Expect these changes to be pushed into SVN in the following days…

KGo status updates

Having had no status update of KGo since quite some time, I’m going to fix that now. So what actually is KGo? As the name implies it is an implementation of the traditional Go (or Weiqi) game widely played in Japan an China. We are in luck that we already have a good free Go engine, GnuGo. And even better is the fact that there exists some sort of de-facto standard on how to communicate with Go engines, the GTP protocol.
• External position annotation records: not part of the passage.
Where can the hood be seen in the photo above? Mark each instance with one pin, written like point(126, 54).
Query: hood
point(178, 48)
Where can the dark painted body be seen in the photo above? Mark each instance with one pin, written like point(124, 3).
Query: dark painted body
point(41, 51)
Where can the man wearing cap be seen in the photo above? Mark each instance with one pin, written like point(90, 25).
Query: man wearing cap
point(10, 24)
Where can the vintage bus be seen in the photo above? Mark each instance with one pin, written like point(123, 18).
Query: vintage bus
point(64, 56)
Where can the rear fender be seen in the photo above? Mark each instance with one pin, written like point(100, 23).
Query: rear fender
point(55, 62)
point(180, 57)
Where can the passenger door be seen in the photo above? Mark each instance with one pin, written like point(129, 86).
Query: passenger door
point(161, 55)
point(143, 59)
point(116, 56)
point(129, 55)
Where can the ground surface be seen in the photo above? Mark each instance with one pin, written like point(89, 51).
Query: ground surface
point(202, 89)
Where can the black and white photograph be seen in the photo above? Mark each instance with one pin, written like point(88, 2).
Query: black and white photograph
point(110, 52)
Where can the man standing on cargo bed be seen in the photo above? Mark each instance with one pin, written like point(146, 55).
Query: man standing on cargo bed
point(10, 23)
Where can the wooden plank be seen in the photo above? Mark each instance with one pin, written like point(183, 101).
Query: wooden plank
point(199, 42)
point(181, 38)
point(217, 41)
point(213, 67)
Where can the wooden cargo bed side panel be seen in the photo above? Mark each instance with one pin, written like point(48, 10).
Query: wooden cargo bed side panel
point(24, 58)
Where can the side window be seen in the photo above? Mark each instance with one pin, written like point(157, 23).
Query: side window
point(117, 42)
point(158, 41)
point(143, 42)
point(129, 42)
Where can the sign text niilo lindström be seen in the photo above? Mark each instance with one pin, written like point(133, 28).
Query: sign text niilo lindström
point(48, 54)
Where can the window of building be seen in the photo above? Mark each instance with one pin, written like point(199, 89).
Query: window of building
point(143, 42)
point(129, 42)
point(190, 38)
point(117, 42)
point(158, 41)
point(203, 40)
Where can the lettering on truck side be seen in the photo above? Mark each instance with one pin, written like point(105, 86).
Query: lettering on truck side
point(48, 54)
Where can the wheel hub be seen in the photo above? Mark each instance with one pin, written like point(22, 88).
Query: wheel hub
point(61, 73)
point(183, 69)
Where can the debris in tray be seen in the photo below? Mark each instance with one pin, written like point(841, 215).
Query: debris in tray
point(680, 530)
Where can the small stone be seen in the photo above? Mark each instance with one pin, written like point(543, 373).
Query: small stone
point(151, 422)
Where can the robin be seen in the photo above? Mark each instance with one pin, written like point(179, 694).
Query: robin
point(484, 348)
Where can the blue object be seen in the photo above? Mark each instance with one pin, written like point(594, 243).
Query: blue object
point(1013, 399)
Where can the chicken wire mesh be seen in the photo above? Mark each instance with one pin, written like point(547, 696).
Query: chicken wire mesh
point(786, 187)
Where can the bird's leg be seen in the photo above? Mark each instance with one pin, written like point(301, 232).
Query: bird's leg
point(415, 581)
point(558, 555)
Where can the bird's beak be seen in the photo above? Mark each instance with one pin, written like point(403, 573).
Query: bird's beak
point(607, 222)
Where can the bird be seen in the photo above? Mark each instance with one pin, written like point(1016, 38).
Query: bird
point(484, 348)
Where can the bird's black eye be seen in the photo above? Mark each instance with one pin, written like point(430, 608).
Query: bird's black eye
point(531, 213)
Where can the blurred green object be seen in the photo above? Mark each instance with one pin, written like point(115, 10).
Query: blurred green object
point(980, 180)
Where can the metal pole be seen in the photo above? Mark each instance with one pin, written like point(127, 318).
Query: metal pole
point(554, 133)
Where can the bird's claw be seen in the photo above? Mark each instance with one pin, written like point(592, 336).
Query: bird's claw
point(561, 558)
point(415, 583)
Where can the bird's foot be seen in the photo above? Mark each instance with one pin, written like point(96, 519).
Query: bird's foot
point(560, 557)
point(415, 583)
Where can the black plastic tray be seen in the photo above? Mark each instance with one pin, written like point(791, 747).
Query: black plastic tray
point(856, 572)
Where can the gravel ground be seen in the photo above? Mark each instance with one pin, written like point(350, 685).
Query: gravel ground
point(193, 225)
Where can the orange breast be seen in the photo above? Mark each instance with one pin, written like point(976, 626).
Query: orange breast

Having all the necessary building blocks at hand I decided to start getting something done and here it is:

kgo-screen-1

This screen shows the setup phase of an recorded masters game where you can setup to start at a certain move and wether you want to replay it versus a go engine or versus another human. Ahh… the version currently in SVN trunk has playing versus an engine disabled (but it is implemented and works) because im refactoring the responsable code at the moment. Loading from and saving to SGF files works nice and I have plans to add support for playing online either via GGZ or the more traditional Go servers but this definitely won’t happen too soon…

Here we have one of the configuration screens and what can be seen is that it is themable (like all the other kdegames) and that you can choose your preferred Go engine backend and get instand feedback if that engine is supported or not (that little green light):

kgo-screen-3

As you can see, the current theme is rather functional and I do have to admit that I used and modified some artwork from KReversi. This shot shows some recommended moves generated by the Go engine backend. In fact nearly all game calculations are done in the backend but this is not as clean as it may sound. The GTP protocol is in state of transition since … years .. and it is missing a lot of necessary things.

So i ended up writing a complete GTP protocol wrapper which implements all the needed tidbits like player management, nice status querying and game board manipulation.

kgo-screen-4

Altough one can use it to play Go at the moment there are still a lot of areas which need improvement. So if you want to help out feel free to grab it from SVN and start testing:

svn co svn://anonsvn.kde.org/home/kde/trunk/playground/games/kigo kigo

Stay tuned …

Update: I just decided rename it to Kigo, took quite a bit of time but it was just commit back into SVN.